Market surveillance is the mechanism by which member state authorities check that products sold in the EU are compliant with the union’s various regulations and standards, such as the machinery directive (covering product safety) and environmental legislation, such as emissions requirements.

As with the Machinery Directive, the EU doesn’t directly enforce market surveillance. Instead, it sets the framework, the final deliverable, and the benchmarks, which are then implemented and enforced by member states. In some member states, like Germany, enforcement is carried out by the country’s different federal states; in others, such as France, national agencies implement market surveillance. Different regulatory requirements may be enforced by different types of public bodies: some by environment agencies, some by customs, others by occupational or public health bodies.

With this much variance in how machinery is checked, having a clear framework for market surveillance is vital. So far, market surveillance has been focussed more on the safety of consumer goods. Given the risks and value associated with heavy machinery, it is a mistake not to take an EU-wide approach to them.
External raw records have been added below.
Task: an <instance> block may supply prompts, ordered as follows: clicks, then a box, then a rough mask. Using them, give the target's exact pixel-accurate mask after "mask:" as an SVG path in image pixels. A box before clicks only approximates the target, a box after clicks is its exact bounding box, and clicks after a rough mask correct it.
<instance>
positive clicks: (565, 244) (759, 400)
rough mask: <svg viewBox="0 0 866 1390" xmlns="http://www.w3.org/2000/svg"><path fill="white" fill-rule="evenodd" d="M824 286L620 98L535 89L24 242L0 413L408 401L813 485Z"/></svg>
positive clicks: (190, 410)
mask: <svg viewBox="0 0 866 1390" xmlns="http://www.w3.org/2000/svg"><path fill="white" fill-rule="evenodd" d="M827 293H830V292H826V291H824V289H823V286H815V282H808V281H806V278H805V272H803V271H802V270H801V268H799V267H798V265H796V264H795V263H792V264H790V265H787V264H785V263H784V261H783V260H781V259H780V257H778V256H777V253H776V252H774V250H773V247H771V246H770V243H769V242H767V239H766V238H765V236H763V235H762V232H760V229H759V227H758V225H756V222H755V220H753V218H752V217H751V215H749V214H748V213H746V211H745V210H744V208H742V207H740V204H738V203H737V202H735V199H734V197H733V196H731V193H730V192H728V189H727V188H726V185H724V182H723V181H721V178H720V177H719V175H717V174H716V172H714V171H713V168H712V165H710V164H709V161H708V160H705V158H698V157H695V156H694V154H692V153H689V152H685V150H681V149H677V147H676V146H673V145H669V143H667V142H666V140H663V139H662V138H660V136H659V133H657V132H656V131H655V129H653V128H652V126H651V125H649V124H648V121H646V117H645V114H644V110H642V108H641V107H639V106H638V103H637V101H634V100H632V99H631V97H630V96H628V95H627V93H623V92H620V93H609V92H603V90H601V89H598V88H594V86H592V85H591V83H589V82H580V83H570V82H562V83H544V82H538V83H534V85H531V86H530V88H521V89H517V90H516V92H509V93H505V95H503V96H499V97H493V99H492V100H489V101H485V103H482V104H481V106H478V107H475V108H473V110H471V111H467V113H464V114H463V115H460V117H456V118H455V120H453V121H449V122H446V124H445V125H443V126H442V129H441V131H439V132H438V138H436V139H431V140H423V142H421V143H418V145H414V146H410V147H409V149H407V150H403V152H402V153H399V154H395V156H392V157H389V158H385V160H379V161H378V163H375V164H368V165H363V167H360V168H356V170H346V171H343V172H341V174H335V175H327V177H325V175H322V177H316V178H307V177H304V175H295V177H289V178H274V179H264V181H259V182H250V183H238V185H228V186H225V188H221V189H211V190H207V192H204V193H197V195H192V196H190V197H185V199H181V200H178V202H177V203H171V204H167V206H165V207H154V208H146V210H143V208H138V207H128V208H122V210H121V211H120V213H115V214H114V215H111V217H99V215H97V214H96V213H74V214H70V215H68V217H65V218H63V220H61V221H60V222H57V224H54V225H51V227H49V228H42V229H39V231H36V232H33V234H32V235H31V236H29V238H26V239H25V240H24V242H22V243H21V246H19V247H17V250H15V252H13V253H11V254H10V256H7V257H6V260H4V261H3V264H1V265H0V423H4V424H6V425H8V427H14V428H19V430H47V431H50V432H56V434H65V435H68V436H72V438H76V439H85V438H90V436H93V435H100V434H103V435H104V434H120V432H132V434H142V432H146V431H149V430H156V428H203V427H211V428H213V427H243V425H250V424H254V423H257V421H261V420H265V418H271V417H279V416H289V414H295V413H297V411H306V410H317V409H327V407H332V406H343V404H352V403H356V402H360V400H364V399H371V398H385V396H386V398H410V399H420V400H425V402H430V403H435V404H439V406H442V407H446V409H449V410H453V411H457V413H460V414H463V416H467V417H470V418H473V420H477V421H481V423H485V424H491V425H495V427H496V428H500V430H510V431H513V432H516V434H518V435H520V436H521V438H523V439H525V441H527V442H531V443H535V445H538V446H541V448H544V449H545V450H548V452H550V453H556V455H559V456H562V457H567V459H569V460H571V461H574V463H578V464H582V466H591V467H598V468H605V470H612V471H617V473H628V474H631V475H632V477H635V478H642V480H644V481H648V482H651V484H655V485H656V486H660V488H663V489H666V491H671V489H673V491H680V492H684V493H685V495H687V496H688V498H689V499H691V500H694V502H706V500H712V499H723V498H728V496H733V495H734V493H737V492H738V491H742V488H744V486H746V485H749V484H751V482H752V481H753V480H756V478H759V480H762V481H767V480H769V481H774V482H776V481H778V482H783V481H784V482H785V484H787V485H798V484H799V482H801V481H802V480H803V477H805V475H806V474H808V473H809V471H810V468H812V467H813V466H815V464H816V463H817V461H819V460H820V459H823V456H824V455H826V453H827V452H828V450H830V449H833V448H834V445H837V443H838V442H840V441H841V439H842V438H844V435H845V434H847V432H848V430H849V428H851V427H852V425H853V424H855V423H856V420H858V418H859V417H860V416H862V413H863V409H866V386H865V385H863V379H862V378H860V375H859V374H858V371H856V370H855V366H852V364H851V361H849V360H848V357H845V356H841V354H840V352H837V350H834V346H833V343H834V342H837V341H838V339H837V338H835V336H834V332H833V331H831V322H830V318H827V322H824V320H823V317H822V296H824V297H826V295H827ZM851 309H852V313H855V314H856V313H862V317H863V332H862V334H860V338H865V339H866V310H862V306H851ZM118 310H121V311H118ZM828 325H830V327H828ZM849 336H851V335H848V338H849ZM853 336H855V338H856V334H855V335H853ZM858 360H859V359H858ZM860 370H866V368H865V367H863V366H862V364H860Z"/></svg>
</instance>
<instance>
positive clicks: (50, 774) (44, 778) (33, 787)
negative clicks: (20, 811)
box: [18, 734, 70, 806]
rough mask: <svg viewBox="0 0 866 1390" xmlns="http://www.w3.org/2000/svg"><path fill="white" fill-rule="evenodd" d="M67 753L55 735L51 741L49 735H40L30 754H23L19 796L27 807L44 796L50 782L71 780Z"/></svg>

The FEM, CECE and the other associations have been working within the EU’s often difficult bureaucracy to make sure a sensible proposal is adopted. Within the EU, proposals are put forward by the European Commission, and then voted on by the directly elected EU parliament and by the European Council, representing member states. When the EU Commission put forward a new market surveillance package in February 2013, the associations supported it, and worked with the European parliament to refine it, making sure industry’s concerns were addressed in the version moved forward by parliament.

The problem came with the move to the European Council. The other proposal of the package, on consumer product safety, included rules on indication of origin labelling. The Council is roughly split between southern countries like Italy and France that support provisions on issues like labelling food stuffs (like regional cheeses) and northern countries like the UK and Germany, which are less keen.

The trade associations, representing capital goods manufacturers, would not be directly affected by this. They have, however, expressed frustration that it is delaying vital work on improving safety and ensuring fair competition. They suggest splitting the package to as to move the market surveillance proposal forward. That seems like a very sensible approach.